Dave Helm and Robert Kinney are both preachers who have studied rhetoric, Kinney having done so at the doctoral level. Kinney is the director of one of my favorite ministries, the Charles Simeon Trust (find his bio, read some of his articles). Dave Helm planted Holy Trinity Church in Chicago and now pastors Christ Church Chicago, and Kinney is an evangelical curate at Christ Church in Vienna, Austria.

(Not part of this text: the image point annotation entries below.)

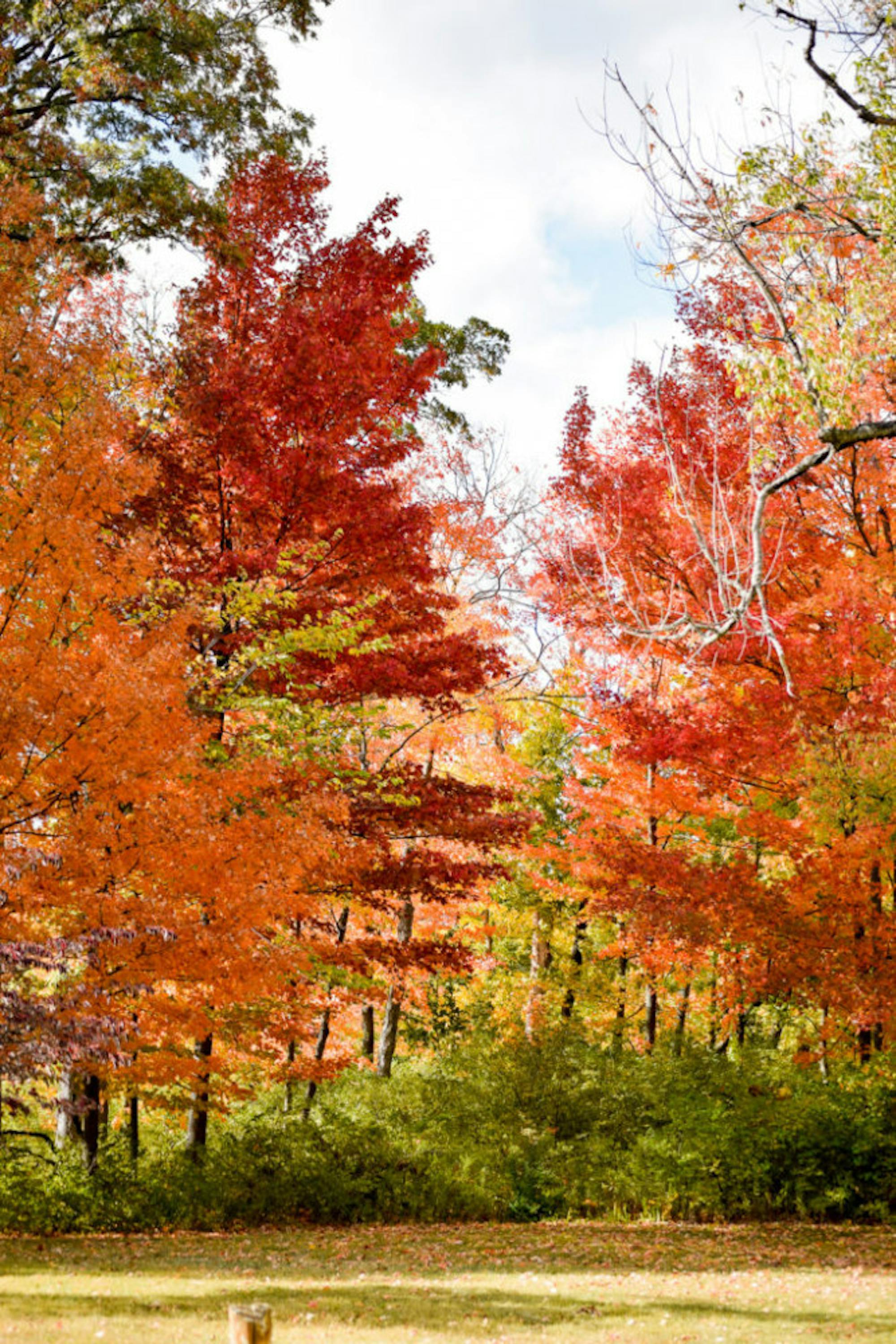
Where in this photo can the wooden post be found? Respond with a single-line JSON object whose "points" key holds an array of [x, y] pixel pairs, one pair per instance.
{"points": [[250, 1324]]}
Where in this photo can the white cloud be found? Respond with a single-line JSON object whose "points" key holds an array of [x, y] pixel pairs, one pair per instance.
{"points": [[476, 113]]}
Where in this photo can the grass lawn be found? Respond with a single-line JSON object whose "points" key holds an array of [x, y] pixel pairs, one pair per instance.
{"points": [[485, 1283]]}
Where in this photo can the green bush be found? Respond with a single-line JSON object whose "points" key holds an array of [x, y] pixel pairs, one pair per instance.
{"points": [[501, 1132]]}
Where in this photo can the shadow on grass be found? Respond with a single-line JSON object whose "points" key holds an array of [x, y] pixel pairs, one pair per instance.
{"points": [[339, 1253], [469, 1309]]}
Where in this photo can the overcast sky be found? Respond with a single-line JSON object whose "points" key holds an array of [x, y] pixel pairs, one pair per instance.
{"points": [[480, 115]]}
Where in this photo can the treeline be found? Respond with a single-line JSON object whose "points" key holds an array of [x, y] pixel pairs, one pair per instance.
{"points": [[291, 774]]}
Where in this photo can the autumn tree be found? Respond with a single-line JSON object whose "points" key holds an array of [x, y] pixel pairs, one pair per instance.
{"points": [[324, 630], [115, 112]]}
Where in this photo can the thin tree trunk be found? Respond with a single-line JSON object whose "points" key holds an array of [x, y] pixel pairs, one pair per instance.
{"points": [[714, 1007], [288, 1094], [323, 1031], [320, 1046], [367, 1031], [650, 1010], [66, 1120], [681, 1018], [198, 1117], [393, 1011], [577, 959], [620, 1026], [134, 1127], [539, 961], [92, 1121], [823, 1057]]}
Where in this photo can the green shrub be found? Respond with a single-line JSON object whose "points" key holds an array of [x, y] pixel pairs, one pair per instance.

In their talk, On Rhetoric, they notice that rhetoric, classically understood, is a means of persuasive argumentation. According to Aristotle and Quintillian, rhetoric is not persuasion for the sake of persuasion. For them, rhetoric must be persuasion that is driven by a sense virtue or truth. When we consider employing rhetoric in the service of not subjective truth but the truth of God in the Word of God, rhetoric becomes very meaningful. If rhetoric is about getting something across, then preaching ought to be understood as getting the truth across: the gospel.
Understood this way, Paul is actually one of the supreme examples of rhetoric. This makes sense because he was trained in Greco-Roman rhetoric.
This is not terribly hard to see. Kinney says that, classically, rhetoricians divided rhetoric into three parts. First, invention is the creating of an argument; again, classical authors would say that the truth invented must be virtuous. Second, arrangement is the structure, the way the building blocks (ideas) of the argument fit together. Finally, elocution includes all of those ornamental elements like vocabulary and tone and illustration that convey the argument.
As a preacher, I don’t have to invent an argument. The Bible tells the preacher what to say (and what not to say). The arrangement is likewise constrained; the structure of the sermon ought to be informed by the structure of the passage. Considering just these two elements, Helm notices that sometimes preachers simply jump to exegesis so that the only constraint to the sermon are grammatical elements. And then there’s elocution, what homiletic professors call delivery. While it may be harder to make this connection, even though a lot of delivery flows from the personality of the preacher (and the personality of the audience), every passage has a tone that ought to dictate delivery. For this reason, Helm and Kinney recommend that a preacher gains a sense of “conscious competence” in being aware of classical rhetoric.
A couple of personal take-aways from, On Rhetoric:
- Helm shares that Cicero placed a premium on brevity, clarity, and plausibility. I especially aim for clarity and yet find that I have to constantly and deliberately re-calibrate sermons to get there.
- Kinney says that an awareness of rhetoric helps him know what to cut from the sermon. The sermon writing process can sometime invite elements that don’t clearly serve the argument provided by Scripture, and can send our listeners down a distracting path.
- Finally, Helm observes that an understanding of rhetoric can help us drive the argument of our text into the hearts of the listener, and conclude the sermon! Oh, how dreadful (and tempting) is the long and meandering conclusion.